Gustavo Petro, a former rebel fighter, has been sworn in as Colombia’s first left-wing president.
The former member of the M-19 armed group took his oath of office in Bogota’s Bolivar Plaza on Sunday afternoon, pledging to unite the polarised country in the fight against inequality and climate change, and achieve peace with rebel groups and crime gangs.
His inauguration was watched by some 100,000 invitees including Spanish King Felipe VI, at least nine Latin American presidents and other Colombians invited by Petro.
“I do not want two countries, just as I do not want two societies.

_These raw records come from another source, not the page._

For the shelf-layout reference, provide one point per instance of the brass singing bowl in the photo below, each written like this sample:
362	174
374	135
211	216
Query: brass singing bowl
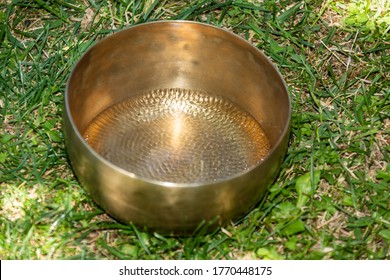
172	124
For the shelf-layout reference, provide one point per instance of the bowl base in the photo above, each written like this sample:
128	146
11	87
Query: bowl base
179	136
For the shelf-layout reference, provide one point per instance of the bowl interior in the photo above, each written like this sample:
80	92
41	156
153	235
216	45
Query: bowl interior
178	102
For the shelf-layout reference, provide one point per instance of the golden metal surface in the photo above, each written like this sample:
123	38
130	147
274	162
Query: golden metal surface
163	58
178	136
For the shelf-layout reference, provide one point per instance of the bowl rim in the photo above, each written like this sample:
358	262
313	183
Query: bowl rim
68	115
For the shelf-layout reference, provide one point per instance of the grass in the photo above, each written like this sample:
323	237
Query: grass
331	198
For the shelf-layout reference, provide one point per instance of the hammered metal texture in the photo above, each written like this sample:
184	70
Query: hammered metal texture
178	135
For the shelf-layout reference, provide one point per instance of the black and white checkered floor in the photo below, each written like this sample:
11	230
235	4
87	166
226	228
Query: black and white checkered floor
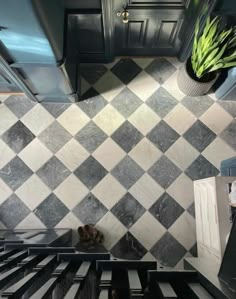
123	158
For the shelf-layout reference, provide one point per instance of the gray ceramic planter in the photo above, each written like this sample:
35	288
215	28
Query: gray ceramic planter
189	86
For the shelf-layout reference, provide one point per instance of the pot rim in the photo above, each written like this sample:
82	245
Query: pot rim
196	81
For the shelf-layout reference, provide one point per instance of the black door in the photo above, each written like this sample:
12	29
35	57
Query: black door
6	85
152	27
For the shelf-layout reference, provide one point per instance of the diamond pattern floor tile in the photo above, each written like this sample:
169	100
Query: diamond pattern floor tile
109	119
73	119
144	119
90	172
112	228
33	192
33	119
51	211
6	154
146	191
13	211
109	154
109	86
127	136
199	135
71	191
201	168
182	153
5	191
216	118
218	151
128	247
109	191
180	118
54	137
160	69
164	172
228	135
162	102
143	225
19	104
166	210
126	70
90	210
15	173
72	154
197	105
182	191
91	136
8	119
128	210
127	172
92	102
126	102
53	172
31	153
145	154
163	136
56	109
92	72
18	136
168	251
143	79
147	99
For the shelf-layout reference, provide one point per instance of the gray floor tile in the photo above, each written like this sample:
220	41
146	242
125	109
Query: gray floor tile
51	211
162	102
127	136
56	109
128	210
18	136
193	250
91	136
126	102
92	72
90	172
19	104
160	69
126	70
128	248
164	172
230	107
92	102
53	173
54	137
13	211
229	135
199	136
163	136
197	105
127	172
201	168
166	210
90	210
15	173
168	251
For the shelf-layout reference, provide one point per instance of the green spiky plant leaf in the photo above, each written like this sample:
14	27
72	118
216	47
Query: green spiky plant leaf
214	48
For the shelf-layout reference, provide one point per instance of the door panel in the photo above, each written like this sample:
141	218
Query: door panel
148	32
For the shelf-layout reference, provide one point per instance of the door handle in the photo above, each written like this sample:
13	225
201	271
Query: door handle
124	14
2	28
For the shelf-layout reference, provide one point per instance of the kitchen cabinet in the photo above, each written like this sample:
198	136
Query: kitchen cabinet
213	218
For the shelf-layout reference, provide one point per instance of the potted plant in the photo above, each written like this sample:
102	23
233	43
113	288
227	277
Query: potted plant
213	50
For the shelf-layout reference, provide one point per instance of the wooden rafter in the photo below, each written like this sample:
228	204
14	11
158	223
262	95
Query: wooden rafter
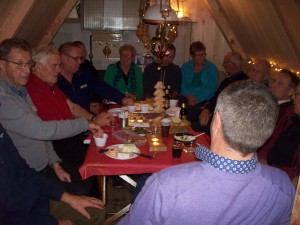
15	18
221	19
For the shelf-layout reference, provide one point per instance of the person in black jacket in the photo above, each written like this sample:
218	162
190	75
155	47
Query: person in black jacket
25	195
233	66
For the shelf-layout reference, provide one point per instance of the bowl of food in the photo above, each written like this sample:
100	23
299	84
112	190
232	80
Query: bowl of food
185	138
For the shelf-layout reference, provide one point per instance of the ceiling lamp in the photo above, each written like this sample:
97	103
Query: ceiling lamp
162	15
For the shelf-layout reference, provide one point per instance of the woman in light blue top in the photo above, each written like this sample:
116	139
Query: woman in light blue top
124	75
199	76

I want a strong, just and united Colombia,” an emotional Petro said in his inaugural speech. “The challenges and tests that we have as a nation demand a period of unity and basic consensus.”

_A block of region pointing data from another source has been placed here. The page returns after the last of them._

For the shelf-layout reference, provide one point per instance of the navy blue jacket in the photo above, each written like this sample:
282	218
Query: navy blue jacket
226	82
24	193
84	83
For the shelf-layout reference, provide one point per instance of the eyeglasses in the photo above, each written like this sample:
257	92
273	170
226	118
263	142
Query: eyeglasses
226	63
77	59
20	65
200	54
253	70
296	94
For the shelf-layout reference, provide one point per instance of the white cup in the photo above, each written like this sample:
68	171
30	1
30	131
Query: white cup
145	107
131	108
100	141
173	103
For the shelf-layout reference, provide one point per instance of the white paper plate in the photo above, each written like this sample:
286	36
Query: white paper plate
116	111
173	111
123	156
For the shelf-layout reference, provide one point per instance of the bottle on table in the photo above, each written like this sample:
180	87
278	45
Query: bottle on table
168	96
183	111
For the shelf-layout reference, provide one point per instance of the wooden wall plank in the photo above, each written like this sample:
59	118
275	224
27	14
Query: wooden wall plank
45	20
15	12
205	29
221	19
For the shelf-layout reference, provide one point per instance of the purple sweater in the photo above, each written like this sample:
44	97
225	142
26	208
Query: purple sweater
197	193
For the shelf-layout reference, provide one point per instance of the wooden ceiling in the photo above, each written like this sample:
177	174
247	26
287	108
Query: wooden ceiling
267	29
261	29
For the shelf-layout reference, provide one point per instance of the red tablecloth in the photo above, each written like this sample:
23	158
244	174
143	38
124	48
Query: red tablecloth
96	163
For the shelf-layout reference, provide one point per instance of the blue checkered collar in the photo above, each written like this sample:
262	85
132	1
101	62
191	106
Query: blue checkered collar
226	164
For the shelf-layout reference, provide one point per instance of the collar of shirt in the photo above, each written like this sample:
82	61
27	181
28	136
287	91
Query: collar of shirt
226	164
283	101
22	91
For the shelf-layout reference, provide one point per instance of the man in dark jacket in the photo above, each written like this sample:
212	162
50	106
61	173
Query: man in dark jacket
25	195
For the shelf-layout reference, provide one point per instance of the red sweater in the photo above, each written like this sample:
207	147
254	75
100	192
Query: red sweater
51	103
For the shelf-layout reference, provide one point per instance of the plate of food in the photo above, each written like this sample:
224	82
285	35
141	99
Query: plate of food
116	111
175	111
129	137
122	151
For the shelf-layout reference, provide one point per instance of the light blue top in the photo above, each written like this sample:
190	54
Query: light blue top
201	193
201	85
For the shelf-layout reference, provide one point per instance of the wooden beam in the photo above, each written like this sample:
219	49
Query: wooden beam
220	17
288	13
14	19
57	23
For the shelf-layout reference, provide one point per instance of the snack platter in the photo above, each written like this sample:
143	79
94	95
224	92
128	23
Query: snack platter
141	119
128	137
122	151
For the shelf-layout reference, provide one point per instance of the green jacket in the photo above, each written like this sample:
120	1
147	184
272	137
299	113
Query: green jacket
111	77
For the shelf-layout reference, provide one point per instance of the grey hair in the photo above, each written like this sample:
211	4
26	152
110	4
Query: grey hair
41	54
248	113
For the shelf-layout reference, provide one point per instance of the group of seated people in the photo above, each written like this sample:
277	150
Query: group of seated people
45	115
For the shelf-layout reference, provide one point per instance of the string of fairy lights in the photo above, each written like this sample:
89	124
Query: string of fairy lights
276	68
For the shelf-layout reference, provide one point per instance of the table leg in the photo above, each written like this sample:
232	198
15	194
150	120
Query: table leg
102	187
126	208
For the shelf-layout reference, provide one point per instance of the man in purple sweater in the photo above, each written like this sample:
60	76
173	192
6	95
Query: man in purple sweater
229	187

Petro, a 62-year-old former senator, has promised to revive scuppered peace negotiations with the National Liberation Army (ELN) rebels and to apply a 2016 peace deal to ex-members of the FARC fighters who reject it.

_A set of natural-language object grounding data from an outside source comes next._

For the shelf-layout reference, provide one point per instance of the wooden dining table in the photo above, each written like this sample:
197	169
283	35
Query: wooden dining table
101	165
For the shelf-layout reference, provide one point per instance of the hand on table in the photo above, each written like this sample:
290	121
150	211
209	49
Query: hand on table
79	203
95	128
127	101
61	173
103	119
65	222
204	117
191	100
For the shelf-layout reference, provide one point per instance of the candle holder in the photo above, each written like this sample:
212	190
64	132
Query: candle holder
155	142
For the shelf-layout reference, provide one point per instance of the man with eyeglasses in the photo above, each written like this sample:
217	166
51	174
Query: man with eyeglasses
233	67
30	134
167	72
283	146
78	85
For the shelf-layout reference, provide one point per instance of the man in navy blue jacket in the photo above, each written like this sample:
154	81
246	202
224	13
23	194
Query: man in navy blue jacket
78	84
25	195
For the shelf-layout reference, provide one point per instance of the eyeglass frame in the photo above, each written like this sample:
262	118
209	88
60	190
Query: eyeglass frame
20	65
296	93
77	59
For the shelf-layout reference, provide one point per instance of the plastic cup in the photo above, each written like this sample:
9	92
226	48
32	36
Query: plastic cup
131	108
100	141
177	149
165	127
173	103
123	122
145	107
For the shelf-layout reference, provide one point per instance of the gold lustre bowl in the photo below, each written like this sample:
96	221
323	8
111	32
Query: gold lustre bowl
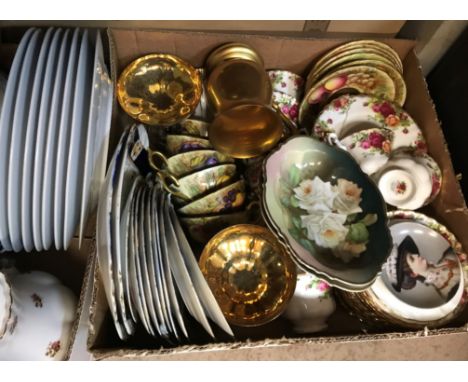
246	131
159	89
250	274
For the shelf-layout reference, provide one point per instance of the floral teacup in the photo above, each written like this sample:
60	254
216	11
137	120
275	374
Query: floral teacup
184	163
287	82
288	105
311	304
177	144
190	127
223	200
198	183
404	183
371	148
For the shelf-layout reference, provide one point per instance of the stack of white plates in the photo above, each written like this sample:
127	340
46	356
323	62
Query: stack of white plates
148	269
54	129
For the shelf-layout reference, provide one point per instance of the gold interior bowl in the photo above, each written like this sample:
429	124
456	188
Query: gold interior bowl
250	274
159	89
246	131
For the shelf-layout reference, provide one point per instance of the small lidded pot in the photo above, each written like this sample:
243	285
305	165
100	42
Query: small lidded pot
36	316
236	75
311	304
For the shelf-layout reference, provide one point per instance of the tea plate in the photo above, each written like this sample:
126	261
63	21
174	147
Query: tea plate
30	234
79	130
175	310
349	242
126	245
16	147
103	239
45	159
6	123
63	145
181	274
97	138
204	292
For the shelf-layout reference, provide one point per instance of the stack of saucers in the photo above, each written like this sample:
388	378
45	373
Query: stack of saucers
149	271
366	67
388	145
205	183
54	126
424	281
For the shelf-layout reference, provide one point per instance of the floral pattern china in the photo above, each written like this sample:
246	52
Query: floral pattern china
326	211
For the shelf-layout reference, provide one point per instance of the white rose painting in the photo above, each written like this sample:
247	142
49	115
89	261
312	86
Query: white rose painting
326	214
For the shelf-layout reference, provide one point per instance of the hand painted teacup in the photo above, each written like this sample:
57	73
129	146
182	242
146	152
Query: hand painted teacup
190	127
185	163
371	148
177	144
311	304
194	185
287	82
288	105
220	201
404	183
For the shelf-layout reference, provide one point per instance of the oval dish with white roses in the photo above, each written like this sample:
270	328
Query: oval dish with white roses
327	212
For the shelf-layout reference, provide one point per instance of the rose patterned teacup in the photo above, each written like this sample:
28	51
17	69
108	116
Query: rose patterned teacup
198	183
404	183
190	127
311	305
288	105
184	163
371	148
287	82
220	201
177	144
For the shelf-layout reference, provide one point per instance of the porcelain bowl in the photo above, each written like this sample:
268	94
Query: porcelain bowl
327	212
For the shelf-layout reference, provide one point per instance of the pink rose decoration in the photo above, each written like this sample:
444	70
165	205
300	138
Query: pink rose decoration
365	145
376	139
384	108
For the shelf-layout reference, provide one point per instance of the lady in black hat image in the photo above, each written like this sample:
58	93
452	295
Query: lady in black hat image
405	267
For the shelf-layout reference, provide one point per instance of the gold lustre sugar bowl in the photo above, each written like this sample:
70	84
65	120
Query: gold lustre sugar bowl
250	274
236	75
159	89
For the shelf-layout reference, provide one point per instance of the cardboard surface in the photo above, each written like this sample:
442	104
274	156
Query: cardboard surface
345	334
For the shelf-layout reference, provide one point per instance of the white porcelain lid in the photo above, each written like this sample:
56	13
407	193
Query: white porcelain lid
5	303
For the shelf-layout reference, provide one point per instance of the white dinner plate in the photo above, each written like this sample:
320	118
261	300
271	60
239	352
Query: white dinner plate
63	148
31	234
77	149
174	309
16	148
46	148
6	119
181	274
37	138
125	174
103	238
97	140
202	288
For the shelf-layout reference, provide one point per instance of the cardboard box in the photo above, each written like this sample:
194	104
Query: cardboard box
346	335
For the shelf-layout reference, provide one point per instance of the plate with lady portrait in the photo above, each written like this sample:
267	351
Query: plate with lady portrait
423	282
326	211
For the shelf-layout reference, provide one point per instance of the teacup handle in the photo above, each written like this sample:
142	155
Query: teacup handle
167	180
152	154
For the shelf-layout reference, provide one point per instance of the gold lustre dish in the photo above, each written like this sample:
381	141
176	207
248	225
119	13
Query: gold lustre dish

His foreign minister has said the government will hold dialogue with gangs and potentially give members reduced sentences in exchange for information about drug trafficking.
Armed groups should accept that deal, Petro said.
“We call on all those who are armed to leave their arms in the haze of the past. To accept legal benefits in exchange for peace, in exchange for the definitive non-repetition of violence,” Petro told the cheering crowd gathered under a bright Andean sun.